Facing Altman is a pain for virtually every opponent.
"He went from being a skinny little boy to an absolute man," said coach Ryan Shaffer of Federal League-rival Hoover. "He's tall and he's a little stronger than most everybody in the league. He plays basketball and he's very fit. All the weight lifting he does with the basketball team has really filled out his physique."
One game plan toward becoming elite in tennis or in basketball is to start young and go all-in with one sport. Altman is more than OK with anything he might lose by embracing two sports.
"I've been playing tennis and basketball since i was real young," he said. "I love both sports. Both coaching staffs at Jackson have done a ton for me. I just couldn't leave any of the coaches or the players. My friends play. I just couldn't do it."

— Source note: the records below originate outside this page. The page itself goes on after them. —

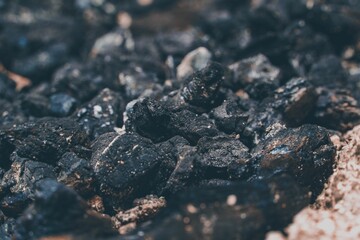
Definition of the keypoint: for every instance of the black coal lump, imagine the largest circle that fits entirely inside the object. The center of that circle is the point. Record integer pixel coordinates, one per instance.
(336, 109)
(58, 210)
(231, 115)
(76, 173)
(62, 105)
(46, 139)
(11, 112)
(124, 166)
(7, 87)
(258, 120)
(184, 173)
(154, 120)
(102, 114)
(19, 183)
(296, 100)
(238, 211)
(149, 118)
(7, 229)
(36, 105)
(127, 73)
(202, 87)
(253, 72)
(328, 72)
(306, 47)
(193, 126)
(172, 149)
(220, 156)
(305, 152)
(116, 40)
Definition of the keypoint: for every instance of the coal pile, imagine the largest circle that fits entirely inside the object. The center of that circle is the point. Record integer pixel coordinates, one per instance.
(170, 119)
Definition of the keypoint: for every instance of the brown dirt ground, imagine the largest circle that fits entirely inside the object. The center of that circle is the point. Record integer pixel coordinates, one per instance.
(336, 213)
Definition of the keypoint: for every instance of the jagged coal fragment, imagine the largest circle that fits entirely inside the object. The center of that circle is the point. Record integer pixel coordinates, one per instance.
(305, 152)
(124, 166)
(102, 114)
(58, 210)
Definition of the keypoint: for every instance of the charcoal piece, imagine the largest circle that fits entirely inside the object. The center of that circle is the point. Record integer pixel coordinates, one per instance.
(328, 72)
(219, 155)
(140, 77)
(46, 139)
(192, 62)
(7, 229)
(306, 47)
(184, 173)
(7, 87)
(24, 174)
(19, 184)
(230, 116)
(102, 114)
(336, 109)
(252, 71)
(11, 113)
(296, 100)
(40, 65)
(131, 74)
(202, 87)
(117, 40)
(149, 118)
(192, 126)
(215, 183)
(124, 165)
(239, 211)
(14, 204)
(171, 149)
(143, 209)
(261, 89)
(36, 105)
(258, 120)
(177, 43)
(2, 217)
(58, 210)
(339, 22)
(76, 173)
(305, 152)
(62, 105)
(154, 120)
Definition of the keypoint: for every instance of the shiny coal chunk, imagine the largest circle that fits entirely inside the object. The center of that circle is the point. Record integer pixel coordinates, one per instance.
(328, 72)
(62, 105)
(149, 118)
(231, 115)
(153, 120)
(7, 87)
(76, 173)
(173, 150)
(296, 100)
(7, 229)
(19, 183)
(102, 114)
(125, 166)
(305, 152)
(184, 173)
(36, 105)
(46, 139)
(255, 73)
(202, 87)
(239, 211)
(193, 126)
(58, 210)
(221, 155)
(336, 109)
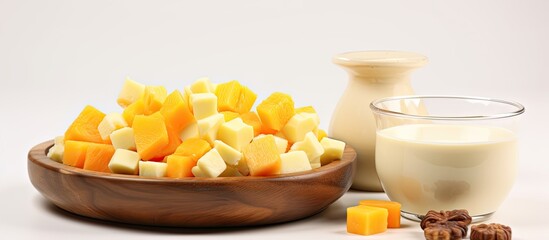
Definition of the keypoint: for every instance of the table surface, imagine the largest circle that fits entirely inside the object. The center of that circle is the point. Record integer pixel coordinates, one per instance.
(57, 56)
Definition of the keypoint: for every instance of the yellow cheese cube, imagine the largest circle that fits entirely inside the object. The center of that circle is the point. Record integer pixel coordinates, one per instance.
(202, 85)
(131, 91)
(366, 220)
(236, 133)
(230, 155)
(191, 131)
(231, 171)
(123, 138)
(295, 161)
(281, 143)
(204, 105)
(210, 165)
(208, 127)
(56, 152)
(111, 122)
(124, 162)
(311, 146)
(152, 169)
(299, 125)
(333, 150)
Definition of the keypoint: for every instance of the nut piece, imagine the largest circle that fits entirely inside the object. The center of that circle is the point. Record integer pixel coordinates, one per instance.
(446, 225)
(492, 231)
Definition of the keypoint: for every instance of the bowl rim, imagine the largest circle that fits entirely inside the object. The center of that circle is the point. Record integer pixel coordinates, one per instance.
(374, 106)
(38, 156)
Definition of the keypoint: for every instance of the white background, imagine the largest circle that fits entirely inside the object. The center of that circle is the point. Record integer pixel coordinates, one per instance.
(57, 56)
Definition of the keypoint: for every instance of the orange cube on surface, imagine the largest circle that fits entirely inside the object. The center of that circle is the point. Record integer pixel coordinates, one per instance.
(151, 136)
(194, 148)
(84, 127)
(262, 156)
(75, 153)
(393, 208)
(98, 157)
(276, 110)
(366, 220)
(252, 119)
(179, 166)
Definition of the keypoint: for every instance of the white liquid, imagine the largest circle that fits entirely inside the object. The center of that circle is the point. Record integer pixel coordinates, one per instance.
(445, 167)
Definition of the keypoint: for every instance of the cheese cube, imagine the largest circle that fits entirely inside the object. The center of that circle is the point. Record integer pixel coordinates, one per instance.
(56, 152)
(311, 146)
(231, 171)
(124, 162)
(365, 220)
(111, 122)
(230, 155)
(202, 85)
(123, 138)
(236, 133)
(393, 209)
(211, 164)
(131, 91)
(299, 125)
(204, 105)
(152, 169)
(294, 162)
(191, 131)
(208, 127)
(333, 150)
(281, 143)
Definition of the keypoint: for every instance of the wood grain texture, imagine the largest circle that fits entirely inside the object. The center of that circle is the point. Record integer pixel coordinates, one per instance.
(190, 202)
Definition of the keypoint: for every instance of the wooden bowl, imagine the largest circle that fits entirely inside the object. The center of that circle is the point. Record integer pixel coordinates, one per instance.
(190, 202)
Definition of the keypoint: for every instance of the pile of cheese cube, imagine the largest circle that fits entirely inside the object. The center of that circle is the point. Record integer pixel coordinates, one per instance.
(207, 130)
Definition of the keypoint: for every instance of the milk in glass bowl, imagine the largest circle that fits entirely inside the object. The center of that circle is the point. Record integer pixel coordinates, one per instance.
(446, 152)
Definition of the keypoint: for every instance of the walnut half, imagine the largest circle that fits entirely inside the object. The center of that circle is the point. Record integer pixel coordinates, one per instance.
(446, 225)
(492, 231)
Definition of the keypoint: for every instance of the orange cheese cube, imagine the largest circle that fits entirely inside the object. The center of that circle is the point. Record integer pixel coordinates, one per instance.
(252, 119)
(132, 110)
(176, 112)
(75, 153)
(393, 208)
(84, 127)
(276, 110)
(262, 156)
(366, 220)
(98, 157)
(194, 148)
(151, 135)
(179, 166)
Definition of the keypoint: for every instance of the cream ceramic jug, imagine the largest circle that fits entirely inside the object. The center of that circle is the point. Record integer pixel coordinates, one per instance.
(372, 75)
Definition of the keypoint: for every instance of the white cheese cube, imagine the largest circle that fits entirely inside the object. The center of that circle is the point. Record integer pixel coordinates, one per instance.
(295, 161)
(208, 127)
(204, 105)
(211, 164)
(298, 126)
(56, 152)
(191, 131)
(311, 146)
(230, 155)
(131, 91)
(124, 162)
(333, 150)
(152, 169)
(230, 171)
(236, 133)
(111, 122)
(202, 85)
(281, 143)
(123, 138)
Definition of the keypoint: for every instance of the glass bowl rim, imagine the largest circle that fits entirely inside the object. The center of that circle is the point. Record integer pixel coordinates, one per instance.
(519, 108)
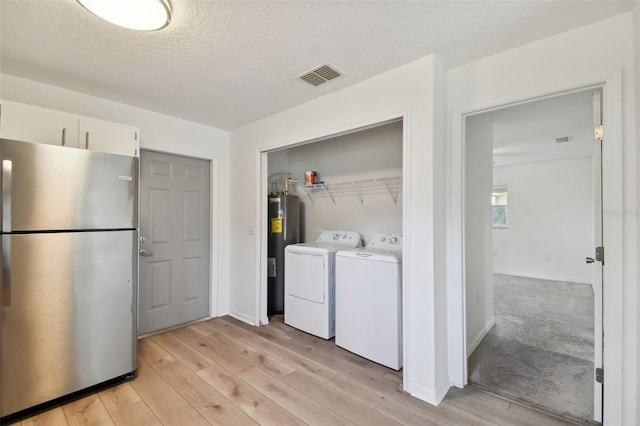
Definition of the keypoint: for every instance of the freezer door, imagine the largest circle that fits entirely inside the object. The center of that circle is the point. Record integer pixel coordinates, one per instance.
(69, 312)
(47, 187)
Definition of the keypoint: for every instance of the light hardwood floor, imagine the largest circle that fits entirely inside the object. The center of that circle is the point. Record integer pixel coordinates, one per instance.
(225, 372)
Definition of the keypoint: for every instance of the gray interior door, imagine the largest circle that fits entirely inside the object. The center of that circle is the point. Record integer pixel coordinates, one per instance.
(174, 240)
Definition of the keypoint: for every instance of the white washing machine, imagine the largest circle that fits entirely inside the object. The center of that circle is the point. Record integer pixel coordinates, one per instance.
(369, 300)
(309, 282)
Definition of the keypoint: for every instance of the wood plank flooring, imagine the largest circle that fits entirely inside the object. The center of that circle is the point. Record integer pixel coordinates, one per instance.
(225, 372)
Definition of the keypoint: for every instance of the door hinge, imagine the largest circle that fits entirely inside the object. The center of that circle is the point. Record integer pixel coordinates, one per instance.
(598, 132)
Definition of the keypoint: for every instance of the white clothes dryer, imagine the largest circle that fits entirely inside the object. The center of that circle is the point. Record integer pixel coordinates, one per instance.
(309, 282)
(369, 300)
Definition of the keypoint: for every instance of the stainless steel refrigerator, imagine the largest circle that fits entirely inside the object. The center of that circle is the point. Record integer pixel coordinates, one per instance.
(69, 273)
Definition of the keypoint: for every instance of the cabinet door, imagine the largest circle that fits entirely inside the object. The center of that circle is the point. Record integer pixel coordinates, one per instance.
(40, 125)
(106, 136)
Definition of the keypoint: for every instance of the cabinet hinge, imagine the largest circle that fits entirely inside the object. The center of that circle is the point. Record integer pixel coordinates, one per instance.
(598, 132)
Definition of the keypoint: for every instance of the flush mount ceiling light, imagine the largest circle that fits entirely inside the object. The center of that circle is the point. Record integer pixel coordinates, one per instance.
(144, 15)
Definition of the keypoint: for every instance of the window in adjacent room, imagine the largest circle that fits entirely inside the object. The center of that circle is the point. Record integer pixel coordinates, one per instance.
(499, 206)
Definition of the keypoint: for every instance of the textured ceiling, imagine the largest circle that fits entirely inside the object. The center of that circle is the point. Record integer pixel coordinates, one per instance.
(228, 63)
(527, 132)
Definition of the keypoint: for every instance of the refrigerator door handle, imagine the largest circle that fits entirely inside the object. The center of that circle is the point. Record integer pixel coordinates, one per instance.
(6, 271)
(7, 172)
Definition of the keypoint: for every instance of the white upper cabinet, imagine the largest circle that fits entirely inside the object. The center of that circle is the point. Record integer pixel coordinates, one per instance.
(41, 125)
(106, 136)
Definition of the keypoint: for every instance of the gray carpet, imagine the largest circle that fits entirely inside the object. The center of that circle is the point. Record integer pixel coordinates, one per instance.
(540, 351)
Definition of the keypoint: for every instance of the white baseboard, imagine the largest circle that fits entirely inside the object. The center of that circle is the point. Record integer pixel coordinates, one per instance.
(543, 276)
(472, 347)
(432, 396)
(243, 317)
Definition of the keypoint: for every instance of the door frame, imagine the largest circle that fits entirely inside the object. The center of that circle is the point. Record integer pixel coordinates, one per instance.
(214, 225)
(612, 185)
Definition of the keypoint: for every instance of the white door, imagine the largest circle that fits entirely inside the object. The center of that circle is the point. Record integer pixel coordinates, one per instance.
(597, 264)
(174, 240)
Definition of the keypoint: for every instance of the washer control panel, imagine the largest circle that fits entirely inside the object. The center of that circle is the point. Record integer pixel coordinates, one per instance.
(388, 241)
(345, 238)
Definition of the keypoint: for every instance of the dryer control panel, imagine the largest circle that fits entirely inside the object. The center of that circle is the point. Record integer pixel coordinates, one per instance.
(388, 241)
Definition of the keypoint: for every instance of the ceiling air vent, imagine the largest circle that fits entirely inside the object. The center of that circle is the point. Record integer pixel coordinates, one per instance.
(563, 139)
(320, 75)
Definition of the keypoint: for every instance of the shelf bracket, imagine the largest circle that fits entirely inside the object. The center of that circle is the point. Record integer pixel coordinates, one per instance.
(305, 195)
(394, 197)
(326, 191)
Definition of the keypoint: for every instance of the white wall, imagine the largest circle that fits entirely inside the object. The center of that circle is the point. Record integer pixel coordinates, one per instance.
(550, 221)
(635, 368)
(478, 269)
(414, 92)
(553, 65)
(158, 132)
(365, 154)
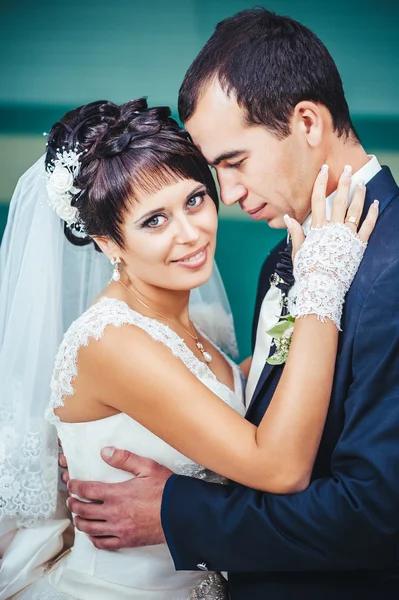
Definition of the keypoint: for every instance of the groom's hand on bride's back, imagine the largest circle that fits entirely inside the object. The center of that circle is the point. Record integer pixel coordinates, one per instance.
(121, 515)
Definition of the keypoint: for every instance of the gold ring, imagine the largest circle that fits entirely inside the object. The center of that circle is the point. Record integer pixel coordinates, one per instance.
(352, 220)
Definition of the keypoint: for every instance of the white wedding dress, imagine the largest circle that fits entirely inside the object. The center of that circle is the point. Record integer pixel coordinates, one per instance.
(86, 573)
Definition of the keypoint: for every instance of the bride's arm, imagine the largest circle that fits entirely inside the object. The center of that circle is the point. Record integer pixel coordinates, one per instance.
(148, 383)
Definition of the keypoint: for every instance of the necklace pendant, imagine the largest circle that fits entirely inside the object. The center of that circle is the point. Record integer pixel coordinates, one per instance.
(207, 356)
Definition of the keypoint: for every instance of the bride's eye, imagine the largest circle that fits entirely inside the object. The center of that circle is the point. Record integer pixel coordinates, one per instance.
(155, 222)
(196, 200)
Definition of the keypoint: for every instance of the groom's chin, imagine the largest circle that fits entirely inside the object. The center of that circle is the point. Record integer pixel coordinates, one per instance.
(277, 222)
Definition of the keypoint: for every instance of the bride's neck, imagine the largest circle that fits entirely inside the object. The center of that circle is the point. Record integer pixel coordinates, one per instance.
(149, 300)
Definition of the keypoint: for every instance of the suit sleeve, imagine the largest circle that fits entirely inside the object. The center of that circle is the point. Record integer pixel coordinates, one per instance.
(347, 521)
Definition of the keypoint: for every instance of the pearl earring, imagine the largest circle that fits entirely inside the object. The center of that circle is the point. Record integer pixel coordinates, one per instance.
(115, 273)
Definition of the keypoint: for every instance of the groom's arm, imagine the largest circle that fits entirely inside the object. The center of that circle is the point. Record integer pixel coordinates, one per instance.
(347, 521)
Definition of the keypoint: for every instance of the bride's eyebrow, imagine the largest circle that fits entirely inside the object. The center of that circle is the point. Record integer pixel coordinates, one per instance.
(155, 211)
(226, 156)
(150, 213)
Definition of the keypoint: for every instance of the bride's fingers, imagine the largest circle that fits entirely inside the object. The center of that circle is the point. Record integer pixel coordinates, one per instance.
(296, 232)
(341, 199)
(355, 210)
(319, 198)
(369, 222)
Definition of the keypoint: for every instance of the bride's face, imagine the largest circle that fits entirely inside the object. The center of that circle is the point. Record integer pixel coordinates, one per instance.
(170, 237)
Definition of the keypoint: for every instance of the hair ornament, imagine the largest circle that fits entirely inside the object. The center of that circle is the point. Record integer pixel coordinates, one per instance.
(61, 174)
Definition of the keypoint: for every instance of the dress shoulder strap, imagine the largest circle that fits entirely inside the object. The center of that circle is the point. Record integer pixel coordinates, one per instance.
(92, 325)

Louie Thomas understands. He played basketball and tennis.
"It's pretty unheard of to play basketball and to be this dominant in tennis," the coach said. "Alvin works very hard at it. In the summer, he goes to the gym for basketball. He does the conditioning. And he still plays four or five hours of tennis a day.
"If he would have concentrated on tennis for his whole life, he'd be the best player in Ohio by a mile."
Altman is the best player in Stark County in 2022, but not by a mile. Precocious GlenOak freshman Dylan Wiles fell to Altman 6-2, 6-3 in the Federal League tournament and 6-7, 6-3, 7-5 in the sectional finals.
"I love playing Dylan," Altman said. "He's two years younger than me, but he makes me work. He definitely pushes me."
Wiles has been immersed in tennis since he was a little boy. Now he is a GlenOak player with a heavy Jackson aura in his life, including a rivalry with Altman.
Wiles' grandfather, Andy, and his father, Scott, co-own the North Canton Racquet Club. Scott was a senior at Jackson in 1994 when he won the state singles championship. GlenOak head coach Chris Porter played at Jackson (graduating Class of 1997) en route to a long run as the No. 1 singles player at Ohio State.
"I always knew Dylan was going to be a special player," said Porter, an instructor at the Wiles family's facility. "He has the all-court game. He has the mental toughness.
"The first time Dylan met Alvin this year, he was a little nervous, and Alvin played really well. The second time, he stepped up his game. It was a very close match in the end. Alvin pulled it out because he's a great player."
The junior, Wiles, and the freshman, Altman, were easy picks on the coaches' 2022 all-county first team in singles. The other four, all seniors, are Kelley and Immel from Jackson, Colin Fitzgerald from Hoover, and Blake Hood from Alliance.
Altman vs. Wiles has been going on for a while.
"Alvin is older, but we've faced each other since we were little," Wiles said. "I've played him maybe a dozen times and never beaten him, but it's really close."
Both Altman and Wiles play relentlessly. Wiles hopes his serve matures. His backhand is all grown up.
Of Altman, Wiles said, "He has a good serve, a big forehand, and he's really quick. He's a freak athlete."
Jackson basketball coach Tim Debevec likes Altman's game on and off both courts.
"He's our defensive stopper next season," Debevec said. "His quick hands on defense correlate between tennis and basketball. His hand movement in incredible. We put him on the press, he gets his hands on a lot of balls. He's quick. He's intense. He's athletic. He can guard bigs or smalls.
"He's a leader, a great student. He goes to FCA, J Club. He's always on time. He's a great kid."
Altman's favorite tennis athlete, not surprisingly, is Rafael Nadal, whose calling card is hustle.
"He gives up on nothing," Altman said.
Those who watch Altman see that he brings his own brand of heat.